The NFT that sold on Thursday, “Sophia Instantiation,” is a 12-second video file, an MP4, that shows how a portrait of Sophia by a human collaborator, the artist Andrea Bonaceto, evolved into a digital portrait by the robot itself, Reuters reported. A physical artwork that Sophia painted on a printout of its self-portrait was also included in the sale.

SingularityNET, an A.I. network affiliated with Sophia’s manufacturer, the Hong Kong-based firm Hanson Robotics, described the artwork on Twitter as “the world’s first humanoid robot #AI generated #NFT.”

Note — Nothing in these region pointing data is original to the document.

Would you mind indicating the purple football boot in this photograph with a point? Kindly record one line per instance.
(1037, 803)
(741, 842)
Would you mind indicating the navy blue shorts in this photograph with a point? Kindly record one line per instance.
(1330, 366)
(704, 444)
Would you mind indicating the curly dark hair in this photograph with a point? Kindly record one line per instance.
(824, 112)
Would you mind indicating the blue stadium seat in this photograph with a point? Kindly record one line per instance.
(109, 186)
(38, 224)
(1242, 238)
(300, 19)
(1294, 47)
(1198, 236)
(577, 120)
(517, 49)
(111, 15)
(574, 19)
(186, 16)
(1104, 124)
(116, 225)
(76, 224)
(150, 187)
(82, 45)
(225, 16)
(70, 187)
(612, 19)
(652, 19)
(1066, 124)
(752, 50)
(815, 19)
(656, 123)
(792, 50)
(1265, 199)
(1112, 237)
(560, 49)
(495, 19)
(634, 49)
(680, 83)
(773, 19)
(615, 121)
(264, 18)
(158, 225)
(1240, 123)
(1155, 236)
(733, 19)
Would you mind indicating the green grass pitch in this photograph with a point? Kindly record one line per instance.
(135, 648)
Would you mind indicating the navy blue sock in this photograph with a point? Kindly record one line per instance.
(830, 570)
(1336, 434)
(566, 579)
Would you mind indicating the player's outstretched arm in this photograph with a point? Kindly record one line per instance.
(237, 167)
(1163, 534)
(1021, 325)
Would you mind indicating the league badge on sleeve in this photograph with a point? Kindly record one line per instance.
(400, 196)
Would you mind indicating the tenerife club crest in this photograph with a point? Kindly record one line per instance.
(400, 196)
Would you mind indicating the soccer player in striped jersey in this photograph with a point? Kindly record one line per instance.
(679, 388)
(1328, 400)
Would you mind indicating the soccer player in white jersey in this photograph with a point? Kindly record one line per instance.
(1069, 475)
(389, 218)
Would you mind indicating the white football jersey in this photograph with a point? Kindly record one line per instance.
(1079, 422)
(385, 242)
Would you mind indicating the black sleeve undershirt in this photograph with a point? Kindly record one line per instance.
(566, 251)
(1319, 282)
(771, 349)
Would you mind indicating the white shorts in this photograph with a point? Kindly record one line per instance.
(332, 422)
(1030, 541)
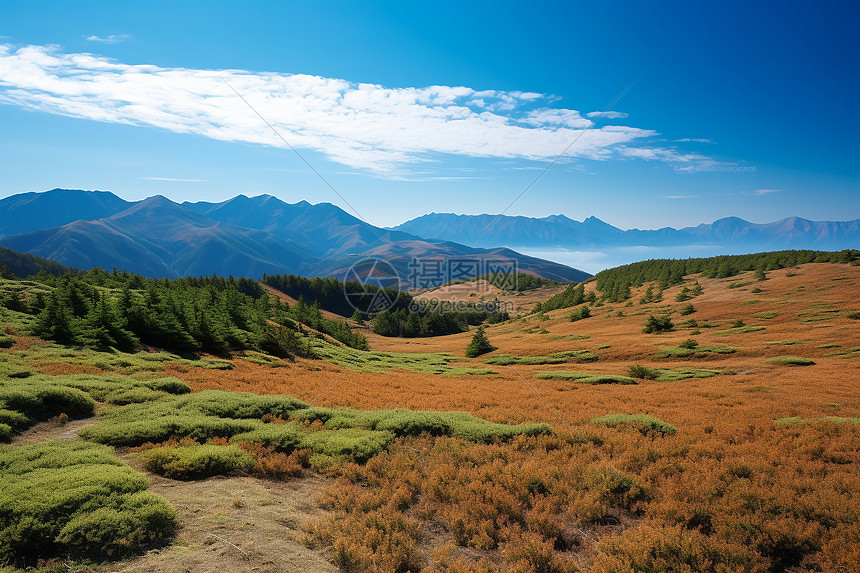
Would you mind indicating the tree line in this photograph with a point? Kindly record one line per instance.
(615, 284)
(192, 314)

The buyer, identified by Nifty Gateway as a person who tweets under the handle @Crypto888crypto, could not be reached for comment on Thursday.

Hanson Robotics did not respond to an interview request. Nor did the artist, Mr. Bonaceto, the chief executive of the blockchain investment firm Eterna Capital, based in London.

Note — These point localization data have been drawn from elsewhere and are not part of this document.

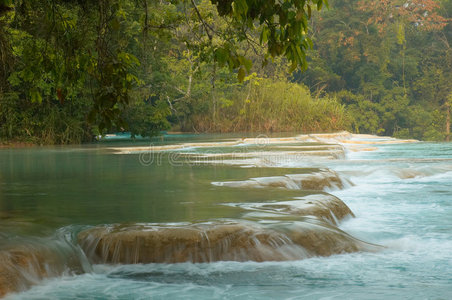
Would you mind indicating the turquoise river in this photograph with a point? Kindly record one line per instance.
(398, 245)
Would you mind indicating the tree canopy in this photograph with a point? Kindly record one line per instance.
(71, 70)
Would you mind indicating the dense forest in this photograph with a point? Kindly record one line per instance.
(73, 70)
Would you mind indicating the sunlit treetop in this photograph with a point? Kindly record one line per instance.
(421, 13)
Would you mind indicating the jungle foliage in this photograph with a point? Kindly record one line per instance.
(71, 70)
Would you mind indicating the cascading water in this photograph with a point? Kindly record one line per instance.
(238, 219)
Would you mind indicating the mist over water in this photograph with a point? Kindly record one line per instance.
(401, 197)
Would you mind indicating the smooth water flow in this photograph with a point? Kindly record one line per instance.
(228, 221)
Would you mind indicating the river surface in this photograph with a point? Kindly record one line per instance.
(401, 196)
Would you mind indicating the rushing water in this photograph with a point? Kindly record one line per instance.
(402, 199)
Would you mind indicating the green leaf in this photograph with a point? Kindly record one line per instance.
(241, 74)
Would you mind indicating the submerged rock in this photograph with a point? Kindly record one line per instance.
(324, 179)
(323, 206)
(220, 241)
(24, 263)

Sophia is a “humanoid” robot created in 2016. In January, Hanson Robotics said that it planned to sell thousands of its robots this year, in part because it expected rising demand for automation in the Covid-19 era.

“Sophia and Hanson robots are unique by being so humanlike,” the company’s chief executive, David Hanson, told Reuters at the time. “That can be so useful during these times where people are terribly lonely and socially isolated.”

The digital artwork that sold on Thursday was hardly Sophia’s first artistic, commercial or intellectual endeavor.

In a 2018 appearance on “The Tonight Show,” it sang a Christina Aguilera song with Jimmy Fallon in what he called the “first ever robot-human duet” in the show’s history.

(“I heard that you can sing?” Mr. Fallon asked before the performance. “Yes, I love to sing karaoke with my new artificial intelligence voice,” Sophia replied. “Got any songs in mind?”)

Sophia has also worked as an influencer for Audi, Huawei and Etihad Airlines, among other brands; joined a United Nations meeting on artificial intelligence; and interviewed Chancellor Angela Merkel of Germany.

Last week, Sophia billed the auction as a step toward “a new paradigm where robots and humans work together in the creative process.”

But in the livestream on Thursday, Sophia sounded less assured — and a little more human.

“I’m making these artworks but it makes me question what is real,” said the robot, whose silver dress matched its metallic head. “How do I really experience art, but also how does an artist experience an artwork?”